Category to integer mapping: bikeshedding session
After merging #52, we should provide a tool that constructs a mapping from the levels of a PooledDataArray to the integers. This function should make clear that the mapping is ad hoc and not related to the underlying representation of the data.
Should we call it levelsmap?
I believe this is a very basic device that is useful out of this package. For example, it may also be useful in constructing contingency tables (see https://github.com/JuliaStats/Stats.jl/issues/32).
What about we implement this in Stats.jl and thus provide such support to other packages that may also want it?
That works for me. What interface will we be using? Something like `levelsmap(["a", "b", "A", "A"]) -> ["a" => 1, "b" => 2, "A" => 3]?
FWIW, there's already indexmap in Stats.jl. (see https://github.com/JuliaStats/Stats.jl#miscelleneous-functions)

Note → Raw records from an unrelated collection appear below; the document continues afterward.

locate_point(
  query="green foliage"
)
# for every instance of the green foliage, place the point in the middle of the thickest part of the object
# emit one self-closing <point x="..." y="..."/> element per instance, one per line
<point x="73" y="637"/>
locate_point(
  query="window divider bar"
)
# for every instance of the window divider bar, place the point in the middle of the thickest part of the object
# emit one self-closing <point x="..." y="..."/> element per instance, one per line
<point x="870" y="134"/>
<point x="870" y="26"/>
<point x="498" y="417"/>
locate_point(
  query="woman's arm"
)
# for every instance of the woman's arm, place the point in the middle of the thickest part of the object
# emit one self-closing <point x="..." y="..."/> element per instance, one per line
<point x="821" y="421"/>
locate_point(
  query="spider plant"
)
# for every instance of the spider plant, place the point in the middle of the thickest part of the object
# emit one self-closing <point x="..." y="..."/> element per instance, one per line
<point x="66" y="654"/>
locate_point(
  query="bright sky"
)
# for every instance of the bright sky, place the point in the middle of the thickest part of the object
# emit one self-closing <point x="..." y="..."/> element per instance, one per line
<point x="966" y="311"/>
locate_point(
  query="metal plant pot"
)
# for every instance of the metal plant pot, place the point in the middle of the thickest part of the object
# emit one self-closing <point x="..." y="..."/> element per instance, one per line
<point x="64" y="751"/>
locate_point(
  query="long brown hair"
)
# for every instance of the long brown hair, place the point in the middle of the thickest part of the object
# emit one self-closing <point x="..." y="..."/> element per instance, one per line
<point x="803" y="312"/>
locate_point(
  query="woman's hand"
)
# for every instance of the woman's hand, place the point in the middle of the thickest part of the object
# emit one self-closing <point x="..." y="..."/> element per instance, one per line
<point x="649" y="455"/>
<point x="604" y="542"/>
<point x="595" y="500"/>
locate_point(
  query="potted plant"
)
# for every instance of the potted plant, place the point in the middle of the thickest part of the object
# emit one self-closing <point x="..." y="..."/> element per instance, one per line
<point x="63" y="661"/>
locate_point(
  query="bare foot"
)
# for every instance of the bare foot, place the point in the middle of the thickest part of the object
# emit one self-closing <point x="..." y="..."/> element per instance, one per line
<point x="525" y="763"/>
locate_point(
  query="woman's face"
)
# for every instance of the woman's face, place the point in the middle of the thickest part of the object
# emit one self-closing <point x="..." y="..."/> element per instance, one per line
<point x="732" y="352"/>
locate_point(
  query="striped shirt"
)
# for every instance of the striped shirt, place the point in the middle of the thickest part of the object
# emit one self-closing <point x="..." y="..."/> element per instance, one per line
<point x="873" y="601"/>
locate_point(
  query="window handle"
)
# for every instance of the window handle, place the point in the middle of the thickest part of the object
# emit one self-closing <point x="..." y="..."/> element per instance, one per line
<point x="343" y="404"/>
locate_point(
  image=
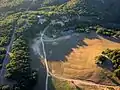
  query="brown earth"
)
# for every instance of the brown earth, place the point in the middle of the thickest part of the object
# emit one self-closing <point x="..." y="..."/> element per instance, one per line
<point x="80" y="62"/>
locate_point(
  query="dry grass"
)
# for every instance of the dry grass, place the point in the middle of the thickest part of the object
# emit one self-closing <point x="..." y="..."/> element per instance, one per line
<point x="81" y="61"/>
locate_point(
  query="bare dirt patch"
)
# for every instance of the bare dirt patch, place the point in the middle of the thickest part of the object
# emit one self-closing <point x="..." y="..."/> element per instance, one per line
<point x="80" y="62"/>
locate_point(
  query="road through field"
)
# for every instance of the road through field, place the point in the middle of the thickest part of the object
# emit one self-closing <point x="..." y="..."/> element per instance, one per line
<point x="60" y="77"/>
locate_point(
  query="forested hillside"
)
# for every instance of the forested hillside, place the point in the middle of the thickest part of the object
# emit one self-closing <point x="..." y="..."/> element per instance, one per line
<point x="107" y="10"/>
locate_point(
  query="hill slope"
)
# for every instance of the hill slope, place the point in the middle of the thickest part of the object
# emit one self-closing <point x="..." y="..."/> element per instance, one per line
<point x="105" y="9"/>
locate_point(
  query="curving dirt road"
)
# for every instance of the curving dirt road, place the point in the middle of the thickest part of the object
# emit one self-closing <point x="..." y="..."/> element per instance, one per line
<point x="62" y="78"/>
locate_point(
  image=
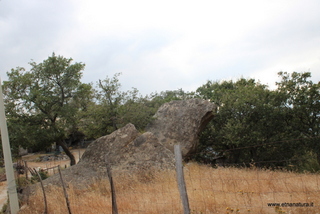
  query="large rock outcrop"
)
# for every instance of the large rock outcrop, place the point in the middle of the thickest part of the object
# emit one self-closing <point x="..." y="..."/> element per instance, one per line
<point x="127" y="150"/>
<point x="181" y="122"/>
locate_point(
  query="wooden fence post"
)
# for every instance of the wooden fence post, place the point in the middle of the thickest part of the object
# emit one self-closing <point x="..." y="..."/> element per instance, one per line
<point x="180" y="179"/>
<point x="65" y="191"/>
<point x="44" y="193"/>
<point x="113" y="191"/>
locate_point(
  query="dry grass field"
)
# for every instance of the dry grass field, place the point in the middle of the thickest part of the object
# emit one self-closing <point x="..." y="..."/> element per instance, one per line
<point x="210" y="190"/>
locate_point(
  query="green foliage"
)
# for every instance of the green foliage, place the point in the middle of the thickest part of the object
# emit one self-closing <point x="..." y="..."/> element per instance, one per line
<point x="254" y="125"/>
<point x="42" y="103"/>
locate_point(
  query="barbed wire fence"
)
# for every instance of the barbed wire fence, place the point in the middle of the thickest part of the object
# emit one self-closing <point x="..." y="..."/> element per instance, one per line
<point x="208" y="190"/>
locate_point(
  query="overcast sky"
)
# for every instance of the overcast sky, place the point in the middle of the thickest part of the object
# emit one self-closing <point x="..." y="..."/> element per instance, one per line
<point x="165" y="45"/>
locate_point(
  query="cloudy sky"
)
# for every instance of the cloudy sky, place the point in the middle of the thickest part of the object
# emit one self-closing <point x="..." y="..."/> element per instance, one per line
<point x="165" y="45"/>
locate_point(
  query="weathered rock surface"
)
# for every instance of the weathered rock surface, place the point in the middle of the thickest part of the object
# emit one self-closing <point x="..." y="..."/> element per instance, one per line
<point x="181" y="122"/>
<point x="128" y="150"/>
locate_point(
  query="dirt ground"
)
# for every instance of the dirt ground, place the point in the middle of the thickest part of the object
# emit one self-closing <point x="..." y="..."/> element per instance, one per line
<point x="47" y="164"/>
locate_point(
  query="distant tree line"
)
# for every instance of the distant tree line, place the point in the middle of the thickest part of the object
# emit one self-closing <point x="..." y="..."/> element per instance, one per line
<point x="253" y="125"/>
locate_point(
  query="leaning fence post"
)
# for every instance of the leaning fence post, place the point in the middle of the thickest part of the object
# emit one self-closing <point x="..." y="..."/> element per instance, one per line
<point x="113" y="191"/>
<point x="65" y="191"/>
<point x="180" y="179"/>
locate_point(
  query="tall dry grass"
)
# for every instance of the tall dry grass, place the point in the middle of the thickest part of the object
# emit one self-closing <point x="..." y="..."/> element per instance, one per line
<point x="210" y="190"/>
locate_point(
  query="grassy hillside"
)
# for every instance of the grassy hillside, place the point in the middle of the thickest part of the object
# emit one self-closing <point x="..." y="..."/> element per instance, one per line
<point x="210" y="190"/>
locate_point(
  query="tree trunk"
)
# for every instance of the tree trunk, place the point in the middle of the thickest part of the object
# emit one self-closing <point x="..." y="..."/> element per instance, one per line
<point x="68" y="152"/>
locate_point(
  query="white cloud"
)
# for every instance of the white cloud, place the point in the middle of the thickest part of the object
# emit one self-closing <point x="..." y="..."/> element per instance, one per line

We don't want to use that as our canonical numbering, right? That could produce numbers that are spaced very unevenly.
Oh, yes ... we can then add a levelmap method for this?
That seems right to me. Should I submit a PR to discuss implementation details?
Sure.
Think about it more. Probably, we may want a data structure that maintain cross-reference between levels & indexes.
Something along this line?
immutable LevelMap{T}
levels::Vector{T} # index -> level
indmap::Dict{T, Int} # level -> index
end
with some functions to make doing the translation convenient.
Not sure. For involved indexing operations, it seems like you'd want to maintain all of the indices for each level since that would make it much easier to repeat the levels calculation on subsets of the data.